I'm tired of articles like this one. It's nothing more than people used to an old medium bemoaning the new one. To his credit, Mr. Carr draws the apt comparison with Plato:

In Plato’s Phaedrus, Socrates bemoaned the development of writing. He feared that, as people came to rely on the written word as a substitute for the knowledge they used to carry inside their heads, they would, in the words of one of the dialogue’s characters, “cease to exercise their memory and become forgetful.” And because they would be able to “receive a quantity of information without proper instruction,” they would “be thought very knowledgeable when they are for the most part quite ignorant.” They would be “filled with the conceit of wisdom instead of real wisdom.”

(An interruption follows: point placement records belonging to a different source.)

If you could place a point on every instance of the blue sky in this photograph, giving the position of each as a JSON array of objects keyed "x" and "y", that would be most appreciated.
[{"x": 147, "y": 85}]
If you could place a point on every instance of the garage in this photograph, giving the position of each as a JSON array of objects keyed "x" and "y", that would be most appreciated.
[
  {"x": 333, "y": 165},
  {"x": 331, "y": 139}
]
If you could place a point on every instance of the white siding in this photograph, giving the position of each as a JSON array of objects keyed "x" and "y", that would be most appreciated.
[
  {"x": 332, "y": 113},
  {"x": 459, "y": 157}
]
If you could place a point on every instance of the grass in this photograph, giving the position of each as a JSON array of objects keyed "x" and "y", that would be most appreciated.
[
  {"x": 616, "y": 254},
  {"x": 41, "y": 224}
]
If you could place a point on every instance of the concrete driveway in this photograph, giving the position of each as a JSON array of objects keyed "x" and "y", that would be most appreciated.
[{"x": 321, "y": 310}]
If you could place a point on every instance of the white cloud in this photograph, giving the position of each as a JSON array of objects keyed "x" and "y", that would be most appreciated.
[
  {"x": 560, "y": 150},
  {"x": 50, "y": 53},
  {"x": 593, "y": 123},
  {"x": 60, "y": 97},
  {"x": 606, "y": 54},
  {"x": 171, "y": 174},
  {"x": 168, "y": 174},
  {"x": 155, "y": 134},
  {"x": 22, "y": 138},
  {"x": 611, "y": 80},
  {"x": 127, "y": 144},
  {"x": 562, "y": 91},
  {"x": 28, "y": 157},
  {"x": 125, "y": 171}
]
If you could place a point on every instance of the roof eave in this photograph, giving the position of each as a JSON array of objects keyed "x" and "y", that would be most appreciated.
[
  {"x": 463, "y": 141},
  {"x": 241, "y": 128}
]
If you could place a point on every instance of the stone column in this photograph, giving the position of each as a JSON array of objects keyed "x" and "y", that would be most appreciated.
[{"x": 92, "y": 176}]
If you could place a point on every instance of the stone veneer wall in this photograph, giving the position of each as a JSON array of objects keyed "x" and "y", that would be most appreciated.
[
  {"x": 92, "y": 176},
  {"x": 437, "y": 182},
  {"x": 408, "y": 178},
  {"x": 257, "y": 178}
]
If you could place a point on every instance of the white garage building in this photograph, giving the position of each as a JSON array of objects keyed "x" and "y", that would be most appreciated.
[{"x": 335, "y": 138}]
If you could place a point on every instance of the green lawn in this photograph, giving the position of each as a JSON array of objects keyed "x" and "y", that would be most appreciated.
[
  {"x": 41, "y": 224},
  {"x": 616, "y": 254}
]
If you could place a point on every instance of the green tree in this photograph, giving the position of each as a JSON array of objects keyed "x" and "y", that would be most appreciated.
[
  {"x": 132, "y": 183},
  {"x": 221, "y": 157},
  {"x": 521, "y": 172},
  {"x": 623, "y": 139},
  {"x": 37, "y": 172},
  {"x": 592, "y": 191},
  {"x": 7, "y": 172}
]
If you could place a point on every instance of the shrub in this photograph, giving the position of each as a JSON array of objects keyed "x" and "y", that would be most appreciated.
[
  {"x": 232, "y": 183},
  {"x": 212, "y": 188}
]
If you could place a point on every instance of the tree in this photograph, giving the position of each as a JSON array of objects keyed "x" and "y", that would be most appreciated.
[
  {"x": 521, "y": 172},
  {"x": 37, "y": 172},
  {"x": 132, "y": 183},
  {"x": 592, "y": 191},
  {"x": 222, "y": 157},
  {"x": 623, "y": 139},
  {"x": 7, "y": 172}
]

Obviously, the development of writing changed the world (I contend for the better, but that may be debateable). The crux of the article is that people will rely on the internet (Google) for information, instead of knowing it. I propose this scenario as a counter-example (originally from somewhere else, but I can't remember the source):

Suppose you have two people, Alice and Bob. Alice is your typical human being, and knows quite a bit about a range of topics. Bob has some kind of dementia that keeps him from being able to remember things, so he jots everything down in a notebook. If you ask him something, he'll consult his notebook. He has an equivalent amount of information as Alice. Who is smarter?